The price of the loan has been, in real terms, below zero for more than a decade. This is unprecedented in the Bank of England’s 300-year history. Ultra-cheap money has prompted governments to make spending commitments based on an unrealistic expectation that interest rates will stay at zero or near zero indefinitely. The result has been a huge expansion of public debt. UK debt is now approaching 100% of GDP at £ 2.2 trillion. The global debt pile is 100 times greater. Yet the total value of all the world’s stock markets, all companies combined, is only £ 70 trillion. Either way, the debt will have to be paid off.
Proponents of what is called Modern Monetary Theory (MMT), a kind of New Age Marxism, applauded this money creation. It stimulates economic activity, so why worry? Still, it’s strange that the left is getting on the inflation train, ignoring the huge increase in wealth inequality that has directly followed quantitative easing. Cheap money simply increases the wealth of the richest 10% who own assets. The most obvious sign of this is the ridiculously inflated prices of houses with low mortgage rates.
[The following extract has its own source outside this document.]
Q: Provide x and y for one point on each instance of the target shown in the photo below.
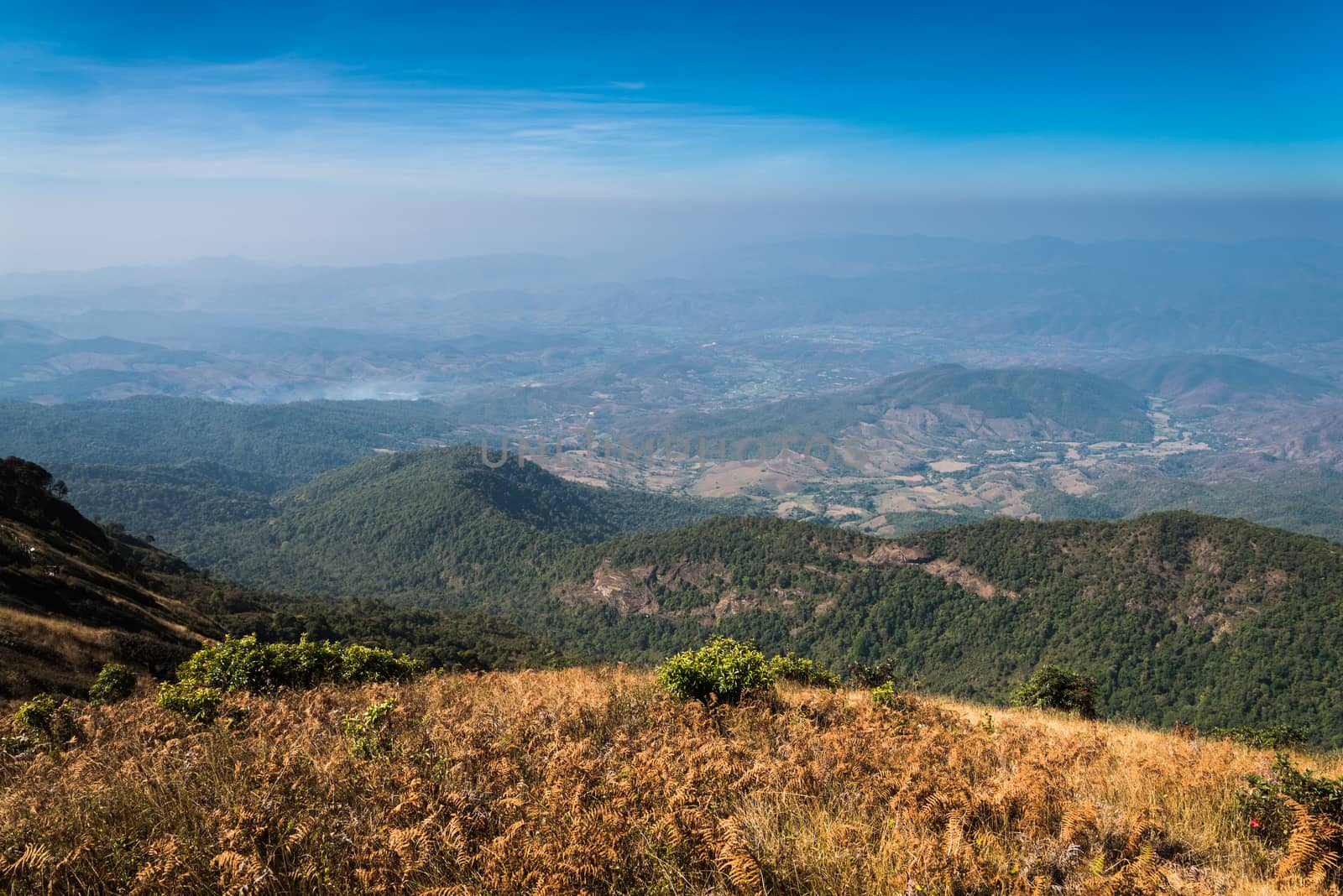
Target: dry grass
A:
(591, 782)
UK house prices have risen 30% since their pre-crisis peak in 2007 – an extraordinary development since it is house price inflation, supported by irresponsible lending on mortgages at risk, which caused the financial crash of 2008. In London and the south of England, prices have almost doubled. In many central London postcodes the average cost of a house is over £ 1million and in some over £ 2million.
This perverse allocation of societal investment priorities has excluded a generation of young people from the housing market. Meanwhile, the lucky ones who have seen home values rise faster than their incomes have also benefited from the rise in asset prices in the stock market which has fueled pensions and ISAs.
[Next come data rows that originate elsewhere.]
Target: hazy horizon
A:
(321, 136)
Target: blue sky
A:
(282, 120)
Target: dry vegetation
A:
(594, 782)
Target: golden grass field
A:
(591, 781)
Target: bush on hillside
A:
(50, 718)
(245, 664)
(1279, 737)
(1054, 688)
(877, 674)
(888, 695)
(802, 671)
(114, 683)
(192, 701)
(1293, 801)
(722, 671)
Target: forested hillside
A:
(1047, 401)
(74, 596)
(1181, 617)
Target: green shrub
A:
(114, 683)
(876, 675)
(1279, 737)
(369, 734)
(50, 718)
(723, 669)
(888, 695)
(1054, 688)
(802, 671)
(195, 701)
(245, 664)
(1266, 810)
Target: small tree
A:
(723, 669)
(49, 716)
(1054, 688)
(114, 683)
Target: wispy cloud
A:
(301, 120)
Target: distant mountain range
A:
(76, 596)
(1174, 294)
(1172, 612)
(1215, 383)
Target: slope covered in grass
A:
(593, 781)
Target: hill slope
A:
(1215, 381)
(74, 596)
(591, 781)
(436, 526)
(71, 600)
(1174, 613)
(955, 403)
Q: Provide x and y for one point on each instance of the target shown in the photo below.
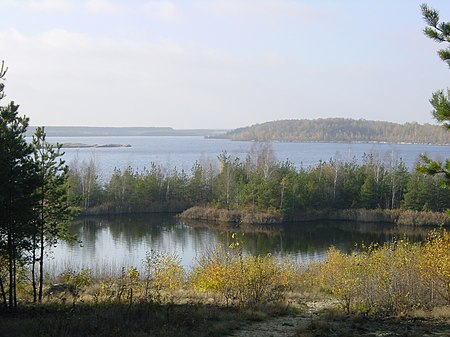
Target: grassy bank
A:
(225, 289)
(394, 216)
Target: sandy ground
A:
(312, 323)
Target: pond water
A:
(108, 243)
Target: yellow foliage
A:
(435, 263)
(242, 280)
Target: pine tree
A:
(53, 210)
(18, 181)
(440, 32)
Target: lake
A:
(182, 152)
(109, 243)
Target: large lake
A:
(182, 152)
(110, 243)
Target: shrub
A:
(163, 272)
(242, 280)
(435, 265)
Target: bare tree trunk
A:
(2, 289)
(41, 262)
(33, 270)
QE is madmen’s gold. It has reduced wealth inequalities to levels not seen since Edwardian times. A golden generation of mostly middle-aged asset owners in the south of England has grown into a political force with extraordinary influence over government. They are now determined to pass this unearned wealth down to the next generation. Hence Boris Johnson’s cap on elderly care costs at £ 86,000, the most unfair tax measure since the voting tax.
Yet the Johnson government finds itself in the least conservative position of having raised taxes to the highest levels since the 1950s while increasing public spending to levels not seen since the 1970s. This Conservative government has become more committed to the tax savings and spending that the Labor Party. Keir Starmer has opposed both Johnson’s corporate tax hike and recent increases in national insurance, even though NICs are a stealth income tax.
Boris Johnson has already borrowed three times what Jeremy Corbyn planned for in 2019 and still intends to ‘build back better’ by spending and borrowing even more. In addition, the revenue from recent tax increases goes mainly to the National Health Service. According to the Institute for Fiscal Studies, around 44% of all public service spending will be spent on health care by 2024. It’s hard to believe a Labor government would spend more.
There will be no return to austerity – the rigid budget cuts introduced by Conservative Chancellor George Osborne in 2010. However, it will take some accountability. Boris Johnson will falter until 2022, beaten and bruised by a cost of living crisis that will infuriate his Red Wall voters. That was the real message of the North Shropshire by-election, the Conservatives’ worst electoral defeat since 1993.
No government can survive stagflation for long, certainly not a government led by such an erratic and unconvincing leader as Boris Johnson. Indeed, the only thing the Prime Minister will not have to worry about is a referendum on independence. Scottish voters will have too much in their minds in 2022 to contemplate a Brexit-style constitutional upheaval.